Foi exatamente o que aconteceu com o Facebook. Uma melhor compreensão dos legisladores e da sociedade sobre como a empresa faz dinheiro de uma forma pouca ética para os padrões tradicionais, combinada com o avanço de concorrentes com modelos de receita similares (por exemplo, TikTok) levou Zuckerberg a começar a construção de um novo tipo de plataforma, em um setor virtualmente inexplorado da economia. Claro que não é um movimento para o próximo ano, mas possivelmente para a próxima década (ou ao menos o final desta). De qualquer forma, durante um bom tempo, a Meta vai se beneficiar da mesma ausência de regulamentação e concorrência que aproveitou na rede social, para não falar da inevitável paranoia do contato físico que vai marcar nossa existência durante um período significativo.

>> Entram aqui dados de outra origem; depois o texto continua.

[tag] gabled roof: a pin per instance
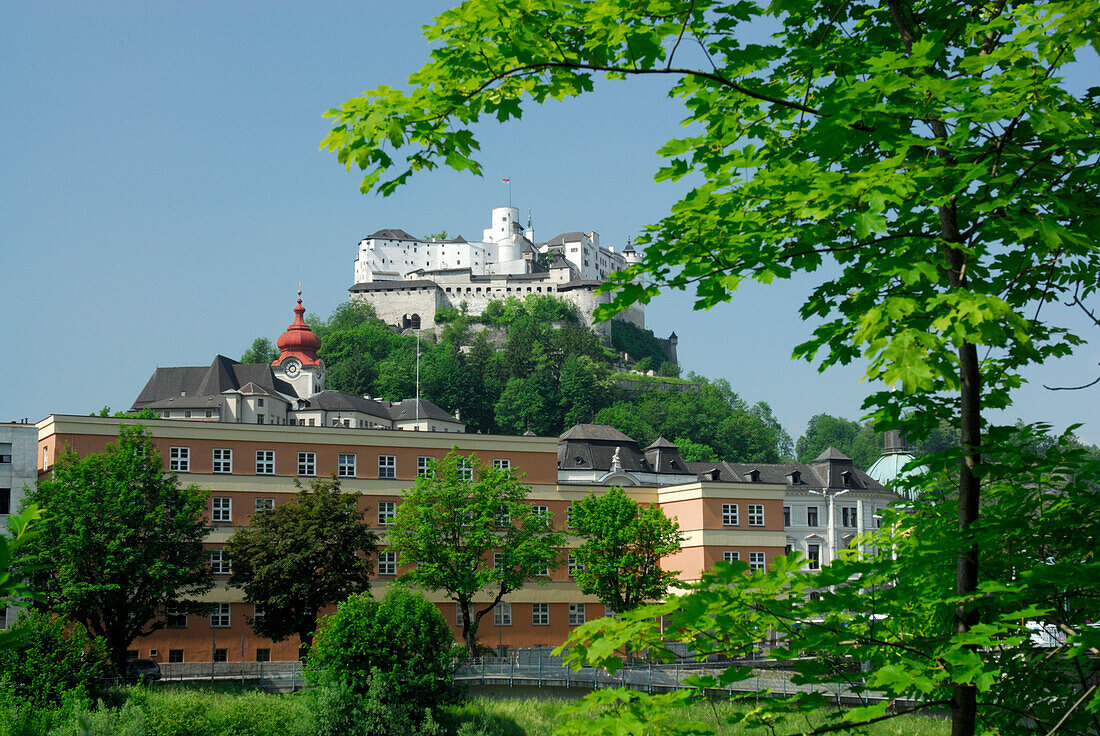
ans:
(201, 386)
(598, 432)
(337, 401)
(832, 453)
(391, 233)
(405, 410)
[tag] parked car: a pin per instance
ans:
(142, 670)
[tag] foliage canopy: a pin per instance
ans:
(931, 155)
(119, 542)
(301, 556)
(468, 530)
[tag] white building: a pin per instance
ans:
(19, 445)
(290, 391)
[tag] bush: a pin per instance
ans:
(400, 647)
(52, 661)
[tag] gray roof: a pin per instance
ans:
(560, 239)
(201, 386)
(337, 401)
(391, 233)
(393, 285)
(405, 409)
(783, 473)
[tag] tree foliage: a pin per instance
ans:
(52, 661)
(261, 351)
(858, 441)
(622, 549)
(301, 556)
(453, 523)
(402, 638)
(931, 155)
(119, 542)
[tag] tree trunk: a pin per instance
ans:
(965, 698)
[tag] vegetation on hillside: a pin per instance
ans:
(531, 365)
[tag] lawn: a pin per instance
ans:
(178, 711)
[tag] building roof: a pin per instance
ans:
(337, 401)
(405, 410)
(200, 386)
(394, 285)
(391, 233)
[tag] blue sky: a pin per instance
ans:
(163, 195)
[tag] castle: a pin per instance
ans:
(407, 279)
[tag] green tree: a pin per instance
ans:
(119, 542)
(624, 544)
(261, 351)
(858, 441)
(299, 557)
(403, 638)
(930, 153)
(585, 388)
(13, 580)
(52, 661)
(452, 523)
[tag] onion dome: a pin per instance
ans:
(298, 341)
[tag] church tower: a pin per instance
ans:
(298, 363)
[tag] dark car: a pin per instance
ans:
(142, 670)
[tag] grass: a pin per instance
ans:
(176, 711)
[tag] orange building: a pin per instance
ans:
(250, 467)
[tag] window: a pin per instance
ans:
(756, 515)
(387, 465)
(729, 516)
(221, 508)
(179, 460)
(387, 563)
(345, 464)
(307, 463)
(220, 564)
(424, 467)
(265, 462)
(219, 616)
(223, 461)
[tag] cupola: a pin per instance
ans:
(298, 341)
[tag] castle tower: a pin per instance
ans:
(298, 363)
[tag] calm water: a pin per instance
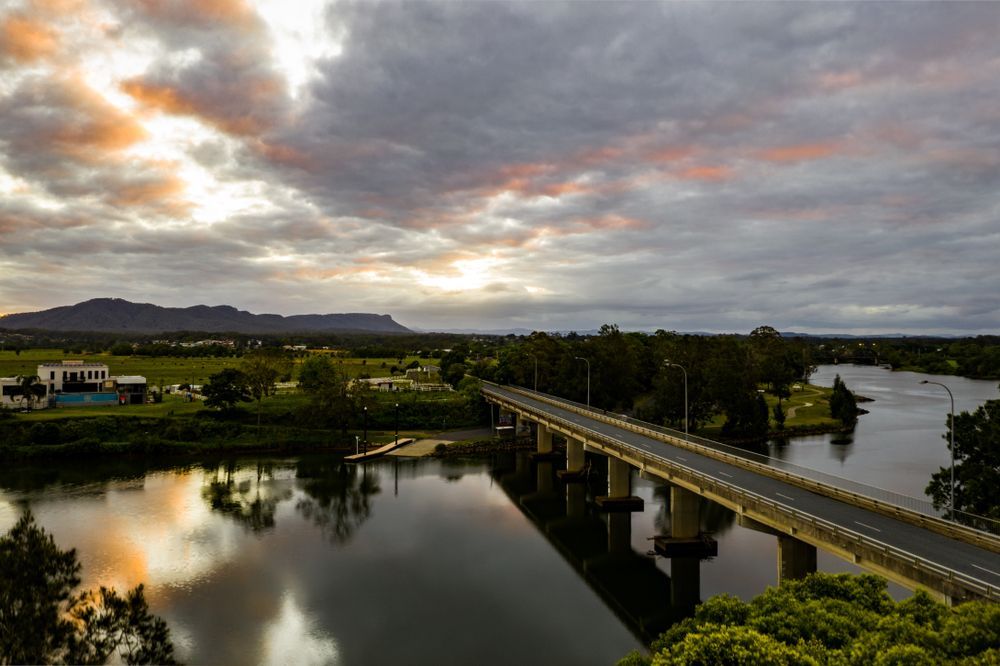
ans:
(308, 561)
(898, 445)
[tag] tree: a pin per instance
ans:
(830, 619)
(262, 368)
(779, 416)
(843, 404)
(977, 464)
(327, 384)
(29, 388)
(225, 389)
(42, 621)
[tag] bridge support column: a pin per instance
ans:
(619, 497)
(544, 442)
(686, 539)
(684, 513)
(544, 477)
(576, 501)
(796, 559)
(575, 459)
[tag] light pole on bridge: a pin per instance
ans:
(951, 431)
(580, 358)
(668, 363)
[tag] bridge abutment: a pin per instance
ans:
(575, 461)
(796, 559)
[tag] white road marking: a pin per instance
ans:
(986, 570)
(868, 526)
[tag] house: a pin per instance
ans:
(74, 377)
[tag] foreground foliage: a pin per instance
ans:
(977, 463)
(43, 622)
(830, 619)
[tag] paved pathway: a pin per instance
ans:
(425, 447)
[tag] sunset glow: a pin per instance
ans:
(459, 145)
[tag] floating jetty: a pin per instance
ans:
(379, 452)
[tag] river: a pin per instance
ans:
(308, 560)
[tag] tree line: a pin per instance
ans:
(638, 373)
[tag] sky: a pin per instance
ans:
(483, 165)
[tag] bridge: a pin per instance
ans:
(900, 538)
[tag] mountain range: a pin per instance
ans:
(115, 315)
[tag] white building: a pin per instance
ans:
(74, 376)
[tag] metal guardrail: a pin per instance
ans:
(922, 506)
(980, 587)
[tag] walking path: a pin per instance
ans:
(425, 447)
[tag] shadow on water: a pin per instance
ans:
(599, 545)
(249, 499)
(338, 496)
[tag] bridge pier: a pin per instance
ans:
(575, 460)
(543, 447)
(619, 532)
(686, 539)
(796, 559)
(619, 497)
(576, 501)
(545, 483)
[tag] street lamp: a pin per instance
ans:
(951, 431)
(667, 363)
(536, 371)
(580, 358)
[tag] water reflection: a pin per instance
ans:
(249, 499)
(598, 545)
(898, 444)
(339, 496)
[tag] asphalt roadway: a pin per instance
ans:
(969, 560)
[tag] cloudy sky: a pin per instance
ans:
(815, 167)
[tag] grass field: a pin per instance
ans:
(170, 370)
(807, 408)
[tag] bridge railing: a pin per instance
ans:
(915, 504)
(980, 587)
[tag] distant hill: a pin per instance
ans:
(116, 315)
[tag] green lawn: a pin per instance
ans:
(171, 370)
(811, 409)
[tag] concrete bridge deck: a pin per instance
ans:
(896, 547)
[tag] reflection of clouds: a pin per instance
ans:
(159, 536)
(292, 639)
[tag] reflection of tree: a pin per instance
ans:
(338, 496)
(250, 501)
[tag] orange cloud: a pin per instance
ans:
(161, 192)
(252, 95)
(94, 127)
(707, 173)
(232, 12)
(668, 154)
(799, 152)
(26, 40)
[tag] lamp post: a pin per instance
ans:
(951, 431)
(580, 358)
(535, 358)
(667, 363)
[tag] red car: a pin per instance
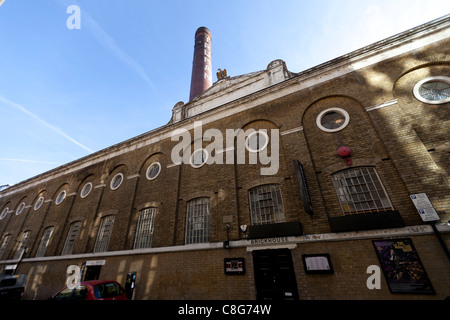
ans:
(92, 290)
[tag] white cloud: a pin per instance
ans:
(43, 122)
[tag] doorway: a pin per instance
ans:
(92, 273)
(274, 275)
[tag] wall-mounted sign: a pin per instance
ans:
(234, 266)
(317, 263)
(301, 180)
(424, 207)
(402, 267)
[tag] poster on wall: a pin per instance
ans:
(402, 267)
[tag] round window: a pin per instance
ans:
(257, 141)
(20, 208)
(199, 158)
(333, 119)
(153, 170)
(116, 181)
(61, 196)
(433, 90)
(38, 203)
(4, 213)
(86, 190)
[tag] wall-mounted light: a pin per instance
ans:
(345, 153)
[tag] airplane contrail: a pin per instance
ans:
(43, 122)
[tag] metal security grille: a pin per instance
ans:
(44, 241)
(104, 234)
(360, 190)
(197, 221)
(22, 245)
(266, 205)
(71, 237)
(4, 244)
(144, 230)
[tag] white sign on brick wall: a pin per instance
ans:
(424, 207)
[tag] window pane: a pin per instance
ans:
(197, 221)
(144, 230)
(44, 241)
(71, 237)
(104, 233)
(360, 190)
(266, 205)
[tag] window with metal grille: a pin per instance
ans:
(104, 234)
(266, 205)
(45, 240)
(360, 190)
(4, 244)
(197, 221)
(22, 245)
(71, 238)
(144, 230)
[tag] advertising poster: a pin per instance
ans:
(402, 267)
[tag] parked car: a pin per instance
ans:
(12, 286)
(92, 290)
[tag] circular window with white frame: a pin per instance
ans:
(153, 171)
(61, 196)
(257, 141)
(199, 158)
(433, 90)
(38, 203)
(333, 119)
(87, 188)
(4, 213)
(116, 181)
(20, 208)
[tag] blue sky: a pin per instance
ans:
(65, 93)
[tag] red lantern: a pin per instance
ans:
(345, 153)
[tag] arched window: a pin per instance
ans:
(144, 230)
(22, 247)
(104, 234)
(71, 238)
(4, 245)
(197, 221)
(45, 240)
(266, 205)
(360, 190)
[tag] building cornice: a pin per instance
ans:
(426, 34)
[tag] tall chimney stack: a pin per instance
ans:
(201, 68)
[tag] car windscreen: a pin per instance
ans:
(73, 293)
(107, 290)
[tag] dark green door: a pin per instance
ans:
(274, 275)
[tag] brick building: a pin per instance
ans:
(244, 194)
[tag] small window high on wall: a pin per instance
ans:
(360, 190)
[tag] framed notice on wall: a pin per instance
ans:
(317, 263)
(402, 267)
(234, 266)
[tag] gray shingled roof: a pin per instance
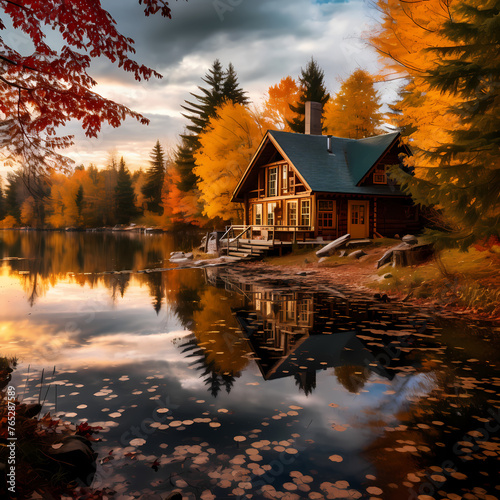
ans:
(338, 172)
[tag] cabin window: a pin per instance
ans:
(271, 207)
(358, 214)
(305, 213)
(326, 214)
(258, 214)
(272, 182)
(379, 176)
(292, 213)
(291, 181)
(284, 180)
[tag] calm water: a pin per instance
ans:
(224, 384)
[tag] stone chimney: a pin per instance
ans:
(314, 112)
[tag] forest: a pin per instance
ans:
(444, 53)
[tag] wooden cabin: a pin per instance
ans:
(307, 186)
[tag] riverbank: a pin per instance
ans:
(451, 283)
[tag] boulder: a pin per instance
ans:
(357, 254)
(410, 239)
(331, 247)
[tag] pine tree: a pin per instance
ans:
(312, 88)
(12, 202)
(222, 86)
(231, 90)
(353, 113)
(154, 179)
(79, 200)
(3, 211)
(124, 195)
(450, 109)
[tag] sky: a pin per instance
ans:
(265, 40)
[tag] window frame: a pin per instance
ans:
(304, 214)
(272, 171)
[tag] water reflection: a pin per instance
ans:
(227, 383)
(42, 259)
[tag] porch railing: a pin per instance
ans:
(244, 229)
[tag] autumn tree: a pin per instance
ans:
(449, 54)
(279, 99)
(312, 88)
(354, 111)
(124, 195)
(51, 86)
(221, 86)
(154, 179)
(227, 146)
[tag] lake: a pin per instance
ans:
(227, 383)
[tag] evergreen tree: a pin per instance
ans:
(154, 179)
(461, 177)
(222, 86)
(231, 88)
(312, 88)
(3, 211)
(353, 113)
(208, 101)
(12, 202)
(124, 195)
(79, 200)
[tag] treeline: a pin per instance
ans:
(192, 183)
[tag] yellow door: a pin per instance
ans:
(357, 219)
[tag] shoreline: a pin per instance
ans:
(361, 276)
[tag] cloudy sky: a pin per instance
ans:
(264, 39)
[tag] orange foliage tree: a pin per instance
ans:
(227, 146)
(354, 112)
(277, 104)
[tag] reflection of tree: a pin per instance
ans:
(213, 379)
(306, 381)
(49, 257)
(184, 294)
(353, 378)
(156, 289)
(441, 433)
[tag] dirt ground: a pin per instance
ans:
(465, 284)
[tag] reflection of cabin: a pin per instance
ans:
(295, 333)
(314, 185)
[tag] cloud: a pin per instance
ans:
(264, 39)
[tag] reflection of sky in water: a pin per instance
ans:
(118, 361)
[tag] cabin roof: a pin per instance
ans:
(338, 172)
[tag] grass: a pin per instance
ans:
(469, 280)
(464, 279)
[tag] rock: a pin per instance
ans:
(331, 247)
(176, 255)
(357, 254)
(410, 239)
(174, 496)
(179, 261)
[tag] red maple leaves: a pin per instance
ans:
(50, 87)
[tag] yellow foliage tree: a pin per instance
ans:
(447, 50)
(227, 146)
(279, 98)
(354, 112)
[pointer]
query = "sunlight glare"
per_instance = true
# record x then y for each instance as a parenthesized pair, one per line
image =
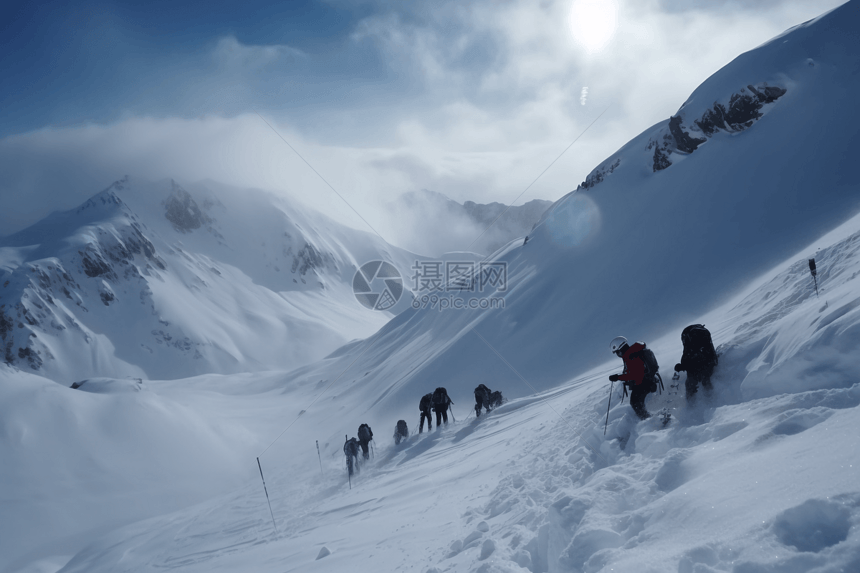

Da mesma forma, GE, J&J e Toshiba antecipam as mudanças trazidas pela Covid-19: menor retorno dos investimentos em geral, ciclos mais longos de produção e cadeias de fornecimento mais frágeis. Nesse cenário, os acionistas demandam estruturas de decisão mais ágeis e transparentes, enquanto o impacto emocional-existencial causado pela pandemia vai alterar escolhas de consumo, relacionamento e até
mesmo empregos.

A confluência destes fatores para criar novos modelos corporativos poucas vezes foi tão bem capturada como no vídeo do Financial Times sobre uma jovem advogada interrogada por seu comportamento durante o lockdown com base em dados do seu celular, smartwatch e câmeras de vigilância com feed na internet. É o melhor exemplo audiovisual daquilo que a professora de Harvard Shoshana Zuboff chama de “capitalismo de vigilância”, e que vai gerar milhares de empresas (e empregos) nos próximos anos. Esse é o ponto em comum entre as quatro empresas citadas neste artigo, bastante diferentes entre si: estão tentando construir o modelo corporativo dominante das próximas décadas. O “conglomerado” perde o brilho, e a “plataforma” ocupa o centro do sistema econômico. Estamos à beira de uma transformação
tectônica em termos de como as empresas são operadas. Pensar o papel do marketing e da comunicação neste cenário, mais do que um exercício de futurologia, talvez seja condição essencial para a sobrevivência de qualquer carreira.